Let $\{e_n\}_{n=1}^{\infty}$ be an orthonormal basis in $H$. Show that, given $a_n\in\mathbb{C}$, $a_n\neq0$ such that $\{|a_n|\}_{n=1}^{\infty}$ is decreasing, the set $\{f_n=e_n-a_ne_{n+1}\}_{n=1}^{\infty}$ is complete.
Attempt of the book. Set $x=\sum_{n=1}^{\infty}x_ne_n$ such that $0=(x, f_n)=x_n-\overline{a_n}x_{n+1}$ we have $|x_{n+1}|^2=\frac{|x_n|^2}{|a_n|^2}$ that implies that $\{|x_n|\}_n$ is non-decreasing. Hence $x_1=0$ and $x_n=0$ so that $x=0$.
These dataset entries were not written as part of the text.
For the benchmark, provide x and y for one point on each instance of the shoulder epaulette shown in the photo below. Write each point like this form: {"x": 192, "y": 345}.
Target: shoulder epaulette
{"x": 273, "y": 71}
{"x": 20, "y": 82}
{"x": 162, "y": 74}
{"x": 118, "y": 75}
I do not understand why $|x_{n+1}|^2=\frac{|x_n|^2}{|a_n|^2}$ implies that $\{|x_n|\}_n$ is non-decreasing and the conclusion. I turn out that $\{|x_n|\}_n$ is decreasing.
Is the attempt of the book correct?
Thank You
The equality $$|x_{n+1}|=\frac{|x_n|}{|a_{n}|}$$ cannot decide if $\{|x_n|\}$ is increasing or decreasing. For instance, if $|a_n|>1$ for all $n$, then $\{|x_n|\}$ is decreasing; if $|a_n|<1$ for all $n$, then $\{|x_n|\}$ is increasing.
One can see that $$\tag1 |x_n|=\frac{x_1}{|a_{n-1}a_{n-2}\cdots a_1|}. $$ It is easy to choose $\{a_n\}$ so that $(1)$ defines either a sequence in $\ell^2$ or not (for instance, $a_n=2+1/2$ or $2-1/n$); so the proof does not conclude as stated.
If $\{a_n\}$ produces, via $(1)$, a sequence in $\ell^2$, then the set $\{f_n\}$ is not total. For example, if $|a_n|\geq\delta$ for some fixed $\delta>1$. Indeed, in this case $$ x_n=\frac1{a_{n-1}\cdots a_1} $$ defines an $x$ such that $\langle x,f_n\rangle=0$ for all $n$.
The way I see the proof working is if one prescribes that $|a_n|\leq1$ for all $n$. In such case, the sequence $\{|x_n|\}$ will be indeed non-decreasing, giving the desired contradiction.